Back in the 1600s when Colonial architecture originated, there were many variations of the style due to the diversity of early American settlers. Known for its symmetry, Colonial architecture is most often characterized by evenly spaced shuttered windows. Dormers, columns and chimneys are also evenly proportioned to complement the formal style.
Cottages originate from the word “cotters.” Cotters were European peasant farmers in the Middle Ages who lived in this style of home. A cottage-style house typically refers to a small home made of stone or wood siding. It features a curved entryway, gravel or brick front walkway and brighter exterior colors. Today, flowers typically adorn the entryway creating beautiful curb appeal.
Constructed out of new ideas, mindsets and a forward-thinking-style, mid-century modern architecture flourished from 1945 to the 1980s. Characterized by flat planes, large glass windows and open space, the style focused on simplistic design and seamless integration of nature. World War II brought new materials such as steel and plywood, to the forefront of architecture and design, and helped to enlighten new ways of thinking about residential living.
Influenced by the area from which it’s name, this style became extremely popular in the U.S. from 1918 to 1940. The homes were modeled after the hacienda style, with red tile roofs, arches and plaster surfaces. This style is very popular again and features a lot of the original design elements, including porticos, balconies and ornamental details such as heavy wooden doors and multicolored tiles.
Modern and contemporary styles tend to get confused. Modern architecture refers to design inspired by the historical art movement known as modernism. Most classic examples of modern architecture are more than 50 years old, which makes it a little easier to tell a modern-style home from a contemporary styled home. Open living spaces, clean, geometric lines and function-over-form are key elements of the style.
First built in the 1930s, ranch homes were originally modeled after rural Western ranches. Ranch architecture bears a slight resemblance to the modern style with open floor plans and easy connections to the outdoors. Focused mainly on practicality, most ranch homes also feature an attached garage. Exterior details may vary, which allows for personalization. Single-floor and split-level floor plans live under the ranch style.
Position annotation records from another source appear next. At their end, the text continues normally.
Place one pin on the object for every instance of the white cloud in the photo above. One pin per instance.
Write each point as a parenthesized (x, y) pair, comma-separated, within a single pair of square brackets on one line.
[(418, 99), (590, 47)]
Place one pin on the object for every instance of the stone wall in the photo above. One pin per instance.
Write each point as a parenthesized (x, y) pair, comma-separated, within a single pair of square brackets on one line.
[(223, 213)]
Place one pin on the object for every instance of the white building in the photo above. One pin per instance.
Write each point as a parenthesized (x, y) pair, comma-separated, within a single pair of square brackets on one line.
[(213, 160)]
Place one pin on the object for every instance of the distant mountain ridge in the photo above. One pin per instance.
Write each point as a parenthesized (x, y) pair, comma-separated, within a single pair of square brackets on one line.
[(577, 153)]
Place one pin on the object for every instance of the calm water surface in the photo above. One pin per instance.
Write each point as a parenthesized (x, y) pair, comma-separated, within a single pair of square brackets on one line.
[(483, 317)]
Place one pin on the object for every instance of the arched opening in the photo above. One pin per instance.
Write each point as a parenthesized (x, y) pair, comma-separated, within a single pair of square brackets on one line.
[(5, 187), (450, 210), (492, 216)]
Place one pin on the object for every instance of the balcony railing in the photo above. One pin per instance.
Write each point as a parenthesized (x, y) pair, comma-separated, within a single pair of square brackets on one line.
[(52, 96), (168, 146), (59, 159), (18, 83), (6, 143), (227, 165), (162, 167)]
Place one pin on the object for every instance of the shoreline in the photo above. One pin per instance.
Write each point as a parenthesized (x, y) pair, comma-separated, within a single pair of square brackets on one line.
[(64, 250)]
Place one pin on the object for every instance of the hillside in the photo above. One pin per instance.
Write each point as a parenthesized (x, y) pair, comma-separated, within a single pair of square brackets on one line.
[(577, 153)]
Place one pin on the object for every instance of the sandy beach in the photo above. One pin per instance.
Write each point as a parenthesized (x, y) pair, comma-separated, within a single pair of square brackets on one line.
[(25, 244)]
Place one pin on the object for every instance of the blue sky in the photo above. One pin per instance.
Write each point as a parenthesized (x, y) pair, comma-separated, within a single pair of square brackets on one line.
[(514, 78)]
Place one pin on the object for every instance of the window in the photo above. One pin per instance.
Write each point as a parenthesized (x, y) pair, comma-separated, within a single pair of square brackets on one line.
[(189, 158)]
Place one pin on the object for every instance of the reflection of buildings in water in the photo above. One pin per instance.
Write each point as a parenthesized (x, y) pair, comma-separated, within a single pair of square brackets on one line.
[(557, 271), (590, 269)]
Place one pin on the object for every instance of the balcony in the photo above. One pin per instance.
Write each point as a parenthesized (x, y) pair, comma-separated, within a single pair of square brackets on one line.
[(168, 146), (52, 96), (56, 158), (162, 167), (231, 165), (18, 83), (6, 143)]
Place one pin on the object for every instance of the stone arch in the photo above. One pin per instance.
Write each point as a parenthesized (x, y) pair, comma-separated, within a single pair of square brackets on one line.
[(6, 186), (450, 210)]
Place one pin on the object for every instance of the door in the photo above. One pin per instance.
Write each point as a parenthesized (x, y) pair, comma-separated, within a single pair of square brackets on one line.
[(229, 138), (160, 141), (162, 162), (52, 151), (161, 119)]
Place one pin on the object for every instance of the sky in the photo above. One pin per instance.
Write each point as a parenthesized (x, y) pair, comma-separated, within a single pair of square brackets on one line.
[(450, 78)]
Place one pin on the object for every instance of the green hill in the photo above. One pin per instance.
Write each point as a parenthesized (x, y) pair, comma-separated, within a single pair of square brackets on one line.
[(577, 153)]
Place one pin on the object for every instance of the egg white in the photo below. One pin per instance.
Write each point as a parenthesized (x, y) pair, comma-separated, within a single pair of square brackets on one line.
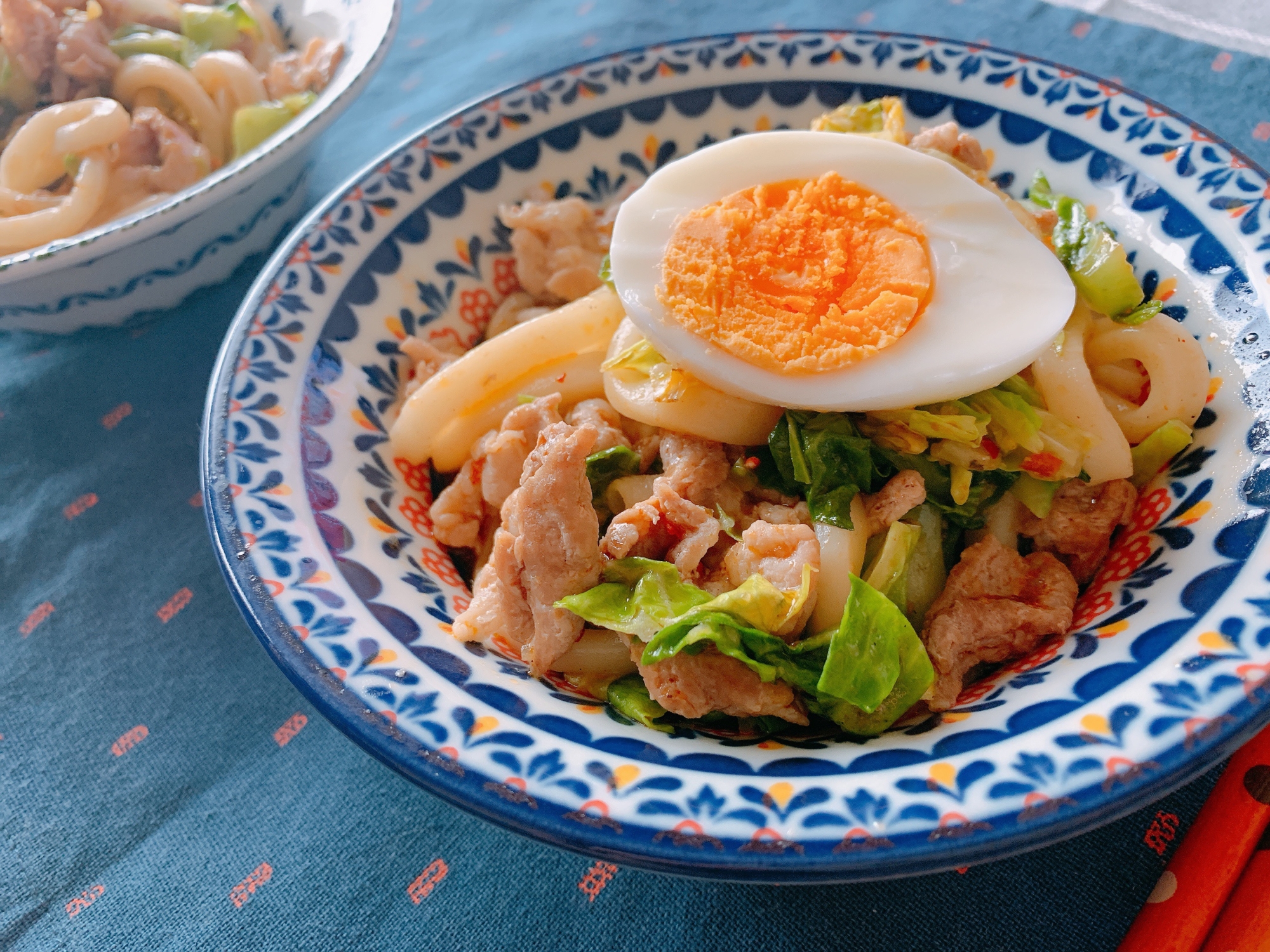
[(1000, 296)]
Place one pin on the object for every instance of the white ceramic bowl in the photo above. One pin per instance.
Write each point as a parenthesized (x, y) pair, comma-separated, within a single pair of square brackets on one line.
[(326, 540), (156, 258)]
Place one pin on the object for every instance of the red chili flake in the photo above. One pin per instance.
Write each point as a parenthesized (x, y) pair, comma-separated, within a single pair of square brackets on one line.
[(1042, 465)]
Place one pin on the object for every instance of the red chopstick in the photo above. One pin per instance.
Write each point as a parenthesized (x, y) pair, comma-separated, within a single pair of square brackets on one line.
[(1244, 925), (1193, 889)]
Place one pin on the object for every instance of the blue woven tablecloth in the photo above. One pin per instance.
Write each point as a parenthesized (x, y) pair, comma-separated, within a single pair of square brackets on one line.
[(163, 785)]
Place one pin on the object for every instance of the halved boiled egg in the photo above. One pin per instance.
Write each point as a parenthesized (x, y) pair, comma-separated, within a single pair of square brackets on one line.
[(834, 272)]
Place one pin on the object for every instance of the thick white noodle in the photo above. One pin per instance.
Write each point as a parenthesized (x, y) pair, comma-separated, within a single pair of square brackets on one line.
[(1064, 380), (36, 155), (231, 81), (21, 202), (1175, 364), (69, 218), (144, 72)]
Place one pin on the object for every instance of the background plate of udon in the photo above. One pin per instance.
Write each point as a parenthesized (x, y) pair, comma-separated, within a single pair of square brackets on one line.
[(157, 257), (326, 543)]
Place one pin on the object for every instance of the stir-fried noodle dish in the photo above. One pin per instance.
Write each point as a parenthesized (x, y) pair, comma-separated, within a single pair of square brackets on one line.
[(806, 435), (109, 107)]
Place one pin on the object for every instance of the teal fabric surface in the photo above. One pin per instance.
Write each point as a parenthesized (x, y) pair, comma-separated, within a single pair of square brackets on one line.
[(163, 785)]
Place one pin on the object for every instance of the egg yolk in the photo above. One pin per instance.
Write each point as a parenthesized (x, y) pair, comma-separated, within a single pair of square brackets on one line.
[(798, 277)]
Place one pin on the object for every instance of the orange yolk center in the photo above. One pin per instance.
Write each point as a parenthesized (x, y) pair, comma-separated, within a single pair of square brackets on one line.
[(798, 277)]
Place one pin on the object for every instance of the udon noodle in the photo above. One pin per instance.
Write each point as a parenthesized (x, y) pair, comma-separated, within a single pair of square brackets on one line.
[(109, 107)]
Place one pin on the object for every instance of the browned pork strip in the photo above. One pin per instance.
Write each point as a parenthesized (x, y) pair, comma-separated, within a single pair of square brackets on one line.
[(778, 553), (159, 155), (558, 248), (498, 601), (557, 538), (427, 361), (606, 421), (83, 53), (995, 606), (545, 550), (507, 450), (951, 140), (693, 466), (492, 474), (665, 526), (902, 492), (29, 32), (693, 686), (1080, 524), (304, 72)]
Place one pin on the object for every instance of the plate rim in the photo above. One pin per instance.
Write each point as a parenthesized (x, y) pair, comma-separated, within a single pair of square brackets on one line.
[(402, 753)]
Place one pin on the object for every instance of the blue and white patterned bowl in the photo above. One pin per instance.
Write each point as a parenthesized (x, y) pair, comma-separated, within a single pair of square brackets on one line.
[(326, 543), (156, 258)]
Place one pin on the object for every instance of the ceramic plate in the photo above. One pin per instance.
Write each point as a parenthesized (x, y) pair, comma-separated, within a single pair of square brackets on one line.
[(326, 540)]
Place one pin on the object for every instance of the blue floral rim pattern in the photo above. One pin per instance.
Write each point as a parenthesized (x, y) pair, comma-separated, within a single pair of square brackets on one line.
[(886, 833)]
Originating in England, the Tudor style is one of the most recognizable home styles. Best known for steeply pitched, multi-gabled roofs and decorative half-timber framing, tudors were mostly built in established neighborhoods during the first half of the 20th century. The steep-pitched roofs are perfect for rainy and snowy climates, which is why many of these homes can be found in the Midwest and along the East Coast.
Victorian architecture emerged between 1830 and 1910 under the reign of Queen Victoria and include sub-styles such as Gothic revival, Italianate, Second Empire, Queen Anne, stick style, romanesque and shingle style. Constructed more for beauty than functionality, Victorian homes tend to be more complex in design with ornate trim, bright colors, large porches, asymmetrical shape and multi-faceted rooflines.